Again, the camera panned the living room. One girl, a tall blond that Zola was pretty sure was named Lesley, looked as though she were on the verge of tears. But she was the only one showing a definite reaction to Susan’s words.
“However,” Susan announced, “the producers have decided to introduce a new player to the house. And, because this player is at a disadvantage for having not been a part of the game from the beginning, they’ve decided to forego the elimination ceremony this weekend.”
Shocked faces appeared on the screen, a few smiles, but mostly just shock. They had not expected this news. Zola almost felt sorry for Brian, being so unpopular that the entire house had hoped he’d be eliminated simply because his partner was already gone.
“Houseguests, please take the next fifteen minutes to prepare to meet the new contestant.”
The camera’s red light went out, but the screen showing the activity inside the house stayed on. Susan was joined by Felicity who waved Zola over. Together, the three of them stood in the middle of an empty studio and watched what happened in the house as the contestants reacted to the addition of a new player.
Most
of the players moved off to get dressed or finish their grooming, but Brian stayed behind, his face buried in his hands as he leaned forward in his chair. Lesley, the one who looked on the verge of tears, was smiling as she moved closer to him and ran her hand slowly down his back.
“You’re not going home. You’re not even on the block anymore.”
“I’m grateful for that,” he said, sitting up to look at her. “But jumping into these competitions with a new partner? That’s like committing suicide, isn’t it?”
“You’ll be fine. Just make sure you get to know this new player as well as you can.”
“In, what? We don’t know when the next comp will be!”
“Then you better get right on it. And turn on the charm. You’re going to need to win this girl over, whoever she is.”
“With my luck, she’s some Bluto they thought would be funny to inject into the game for a few laughs. What if the producers have sent in a ringer just to get me out? Or to change the game?”
“It’ll be okay, Brian. Either way, you have to just keep playing the game like you’ve been doing.”
He nodded, watching as another player walked into the room. It was Jessica, one-half of the other team that had been up for elimination that week.
“I guess we got lucky, didn’t we?” she asked as she passed through the room.

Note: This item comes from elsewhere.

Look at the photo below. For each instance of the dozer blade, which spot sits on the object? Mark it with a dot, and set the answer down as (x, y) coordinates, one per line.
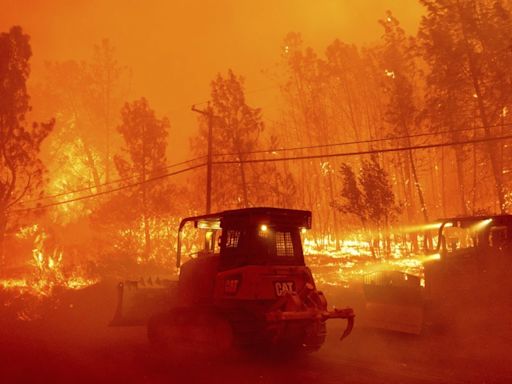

“You did,” Lesley called after her.
“We all did,” she called back.
“I wish they would switch around the teams again,” Brian said softly.
“Me, too.”
Lesley got up and walked away. A moment later, Brian followed. The camera switched then, showing the players getting dressed in the various bathrooms scattered throughout the house. Four or five were all crammed in one room while a single man was shaving alone in another bathroom. It was the single man who caught Zola’s attention. His name was Gunner, a former Marine who tended to keep to himself in this game.
“Where’s his partner?” she asked.
Felicity shrugged. “They don’t spend a lot of time alone together. But they’ve only been partners for a couple of weeks.” She walked up to the massive screen and touched her hand to one of the many people crammed in the other room. “This was his partner for the first five weeks of the show.”